そしてディルック先生は我に言ったことを繰り返した。
「で、でも! あそこでしか見つからないものがあるのじゃ! 永劫の……ふごふご」
我が反論した瞬間、トリアナイトちゃんが我の口を塞いだ。
(ダメだよそれを大人に言ったら!)
(なんでじゃ!)
(大人たちが先に永劫の金剛石を取ったらまずいよ……わたしたちのものにはならないかも……!)」
むむむ、確かにそれは困る。
我はアーガイラムの病を解決するのが目的であって、冒険そのものは楽しみであるにしても手段に過ぎぬ。トリアナイトちゃんやブレイズくんにとってはわからぬが、我は譲るわけにはいかぬ。
そしておそらくトリアナイトちゃんにとっても、何か譲れぬものがある気配を感じる。
「おいおい、内緒話か? 何か企みがあるのかもしれないが、俺の目の黒いうちは……」
「まあまあ、ディルック先生。

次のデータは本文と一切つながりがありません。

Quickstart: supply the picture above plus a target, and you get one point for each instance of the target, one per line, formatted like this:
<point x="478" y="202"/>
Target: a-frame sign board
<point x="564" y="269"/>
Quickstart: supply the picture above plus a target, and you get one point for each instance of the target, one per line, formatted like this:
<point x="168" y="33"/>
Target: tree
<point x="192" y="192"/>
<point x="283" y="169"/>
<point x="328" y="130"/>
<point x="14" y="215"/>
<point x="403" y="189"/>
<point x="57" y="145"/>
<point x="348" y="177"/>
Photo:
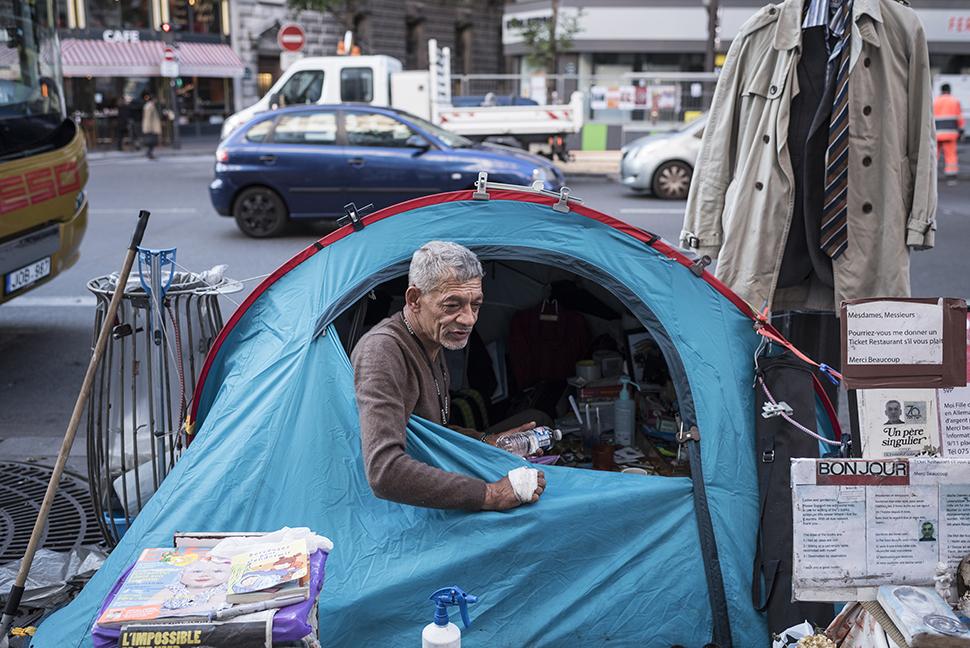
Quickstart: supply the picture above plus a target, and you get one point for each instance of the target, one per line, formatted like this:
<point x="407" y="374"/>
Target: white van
<point x="381" y="81"/>
<point x="325" y="80"/>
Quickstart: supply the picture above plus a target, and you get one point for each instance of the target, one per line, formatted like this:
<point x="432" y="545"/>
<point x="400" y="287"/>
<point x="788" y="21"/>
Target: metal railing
<point x="136" y="408"/>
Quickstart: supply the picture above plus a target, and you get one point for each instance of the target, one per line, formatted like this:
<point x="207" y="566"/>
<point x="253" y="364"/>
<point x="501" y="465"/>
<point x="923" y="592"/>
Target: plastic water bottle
<point x="528" y="443"/>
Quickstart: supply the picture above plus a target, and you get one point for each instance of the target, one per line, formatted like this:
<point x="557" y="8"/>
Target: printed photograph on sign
<point x="927" y="531"/>
<point x="898" y="422"/>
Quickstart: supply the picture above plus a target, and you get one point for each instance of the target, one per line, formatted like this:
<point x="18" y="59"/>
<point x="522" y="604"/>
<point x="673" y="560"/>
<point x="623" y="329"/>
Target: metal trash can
<point x="144" y="385"/>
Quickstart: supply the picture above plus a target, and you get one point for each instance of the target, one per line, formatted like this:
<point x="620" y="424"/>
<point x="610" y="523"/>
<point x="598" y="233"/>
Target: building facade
<point x="398" y="28"/>
<point x="619" y="36"/>
<point x="116" y="52"/>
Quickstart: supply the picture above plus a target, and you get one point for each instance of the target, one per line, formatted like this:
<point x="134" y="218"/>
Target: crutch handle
<point x="139" y="229"/>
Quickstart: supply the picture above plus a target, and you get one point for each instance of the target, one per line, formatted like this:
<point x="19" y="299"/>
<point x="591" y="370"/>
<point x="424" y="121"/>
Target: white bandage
<point x="524" y="481"/>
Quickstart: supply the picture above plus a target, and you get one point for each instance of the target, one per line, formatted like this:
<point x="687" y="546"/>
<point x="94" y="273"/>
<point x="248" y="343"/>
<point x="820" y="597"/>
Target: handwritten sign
<point x="894" y="333"/>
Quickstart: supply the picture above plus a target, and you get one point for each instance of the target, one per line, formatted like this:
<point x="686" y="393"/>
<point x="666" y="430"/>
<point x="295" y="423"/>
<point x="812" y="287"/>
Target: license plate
<point x="23" y="277"/>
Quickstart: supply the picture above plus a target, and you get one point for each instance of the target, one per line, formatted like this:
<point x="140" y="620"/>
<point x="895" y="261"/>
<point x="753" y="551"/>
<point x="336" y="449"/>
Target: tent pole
<point x="712" y="563"/>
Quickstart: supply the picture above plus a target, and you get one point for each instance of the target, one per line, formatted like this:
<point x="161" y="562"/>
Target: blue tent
<point x="645" y="561"/>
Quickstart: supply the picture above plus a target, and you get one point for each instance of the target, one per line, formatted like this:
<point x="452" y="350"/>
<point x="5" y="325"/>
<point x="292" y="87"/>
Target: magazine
<point x="923" y="617"/>
<point x="170" y="583"/>
<point x="268" y="572"/>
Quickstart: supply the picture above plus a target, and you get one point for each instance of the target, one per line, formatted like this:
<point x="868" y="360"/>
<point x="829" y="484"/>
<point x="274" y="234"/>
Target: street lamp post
<point x="711" y="52"/>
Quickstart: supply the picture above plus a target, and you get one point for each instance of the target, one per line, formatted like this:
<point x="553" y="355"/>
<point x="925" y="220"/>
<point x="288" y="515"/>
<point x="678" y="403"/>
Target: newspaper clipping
<point x="861" y="523"/>
<point x="898" y="422"/>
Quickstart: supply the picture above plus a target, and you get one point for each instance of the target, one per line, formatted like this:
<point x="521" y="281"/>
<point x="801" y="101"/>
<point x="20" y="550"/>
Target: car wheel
<point x="672" y="180"/>
<point x="260" y="212"/>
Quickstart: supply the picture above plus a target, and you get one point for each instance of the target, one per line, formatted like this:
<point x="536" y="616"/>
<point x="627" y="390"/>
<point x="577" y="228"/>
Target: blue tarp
<point x="602" y="556"/>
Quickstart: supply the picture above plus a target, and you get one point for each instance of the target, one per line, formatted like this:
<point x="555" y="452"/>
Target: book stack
<point x="184" y="583"/>
<point x="922" y="617"/>
<point x="192" y="592"/>
<point x="269" y="572"/>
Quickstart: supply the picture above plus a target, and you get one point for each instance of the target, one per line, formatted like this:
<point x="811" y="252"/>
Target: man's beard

それもまたよいではないか」
そのとき扉が開いて、鷹揚な声が我らに届いた。
ベルグトゥー学園長である。
「彼らは自分たちの絆を深めるために知恵を絞り、行動し、先日のようないがみ合いを捨てて一致団結している。今の彼らを評価できぬのであれば、何を評価すればよいのだろうか」
「おと……学園長!」
ブレイズくんが嬉しそうな顔でお父さんとかお父様と言いかけた。
普段ならば煽っているかもしれぬが、こやつの身の上を聞いた今となっては笑う気にはなれぬ。トリアナイトちゃんも真面目な顔で……いやこやつ笑いを堪えておる。あかんやつじゃ。でも堪えているならば許してやるとしよう。
「学園長、実は彼らが……」
と、ユフィ―先生が説明しようとしたところを学園長は遮った。
「ああ、大丈夫だ。仔細についてはブレイズから聞いている」
「その上で賛成なさると?」
ディルック先生の目が険しくなる。
折れてほしいところではあるが、おちゃらけた顔の裏に一本筋の通ってるのはディルック先生のよいところだ。いやでもやっぱり折れてほしい。
「いや、ディルック先生。未探索の迷宮に子供たちだけで行かせることに反対するのはもっともな話だ。であれば私も当然反対するが……あそこは私がすでに探索していて、地図を起こしているのだよ」
「そうなのですか?」
「学園の噂も、おそらくどこかで私が無貌の女神神殿を探索したことを知ったのだろう。そうでなければ子供たちも知りようがない。ああ、もちろん私が世界征服を企んでいるという噂も本当かもしれないね」
「子供は想像力豊かなですから」
学園長の冗談に、ユフィー先生がくすりと笑う。
「全貌を把握している、ということでよろしいのですね?」
ディルック先生が落ち着いた素振りで確認し、学園長が頷く。
「ああ。地図もある。魔物の配置が記されたものをね。ただ子供が遊びで入っては困るから詳細を皆に発表するのは控えて、入口も封鎖していたのだ」
「その口ぶりですと魔物はいるのですね」
「ああ。魔力が澱んでいて低級の魔物が自然発生する。恐らくボスと呼ばれるような魔物もいて、ボスは一度倒してもしばらくすれば復活する。私が倒した魔物もすでに復活していることだろう。ゆえに戦闘は避けられない」
学園長は真面目な表情で語り、だがふっと柔らかい笑みを浮かべた。
「だが、彼らが力を合わせることができれば問題はないだろう」
その言葉に、ブレイズくんが後ろで鼻を高くしている。
学園長に評価されるのが嬉しいのであろう。
「でも、探索済みとはいえ子供だけというのは……」
と、ユフィ―先生が反論しかけた。
「無論、彼らだけで行かせはしないとも。……シャーロット」
「ええ、学園長。お任せください」
シャーロットちゃんが前に進み出る。
「もしかしてシャーロットちゃんが引率……?」
「こう見えても私、けっこう強いんです。治癒魔法でしたら冒険者の方々に引けを取りません」
えへんとシャーロットちゃんが胸を張る。
控えめで優しいシャーロットちゃんがこんなにも自信満々な態度を取るのは珍しい。
「治癒魔法の腕前は疑うべくもないが、前衛は……いや、まあ、なんとかなるか」
ディルック先生が我をちらりと見る。
むふん。我の力を存分に頼るが良い。
「ソルちゃんの愛犬がいれば大丈夫そうね」
「そっち!?」
ユフィー先生の言葉に、皆が一様に頷く。
「だって、ミカヅキちゃん有名よ? 賢くて強くて……入学した子供たちの中でトップなんじゃないかって」
馬鹿な……!
と思ってミカヅキを見ると、やれやれと言わんばかりにあくびをしていた。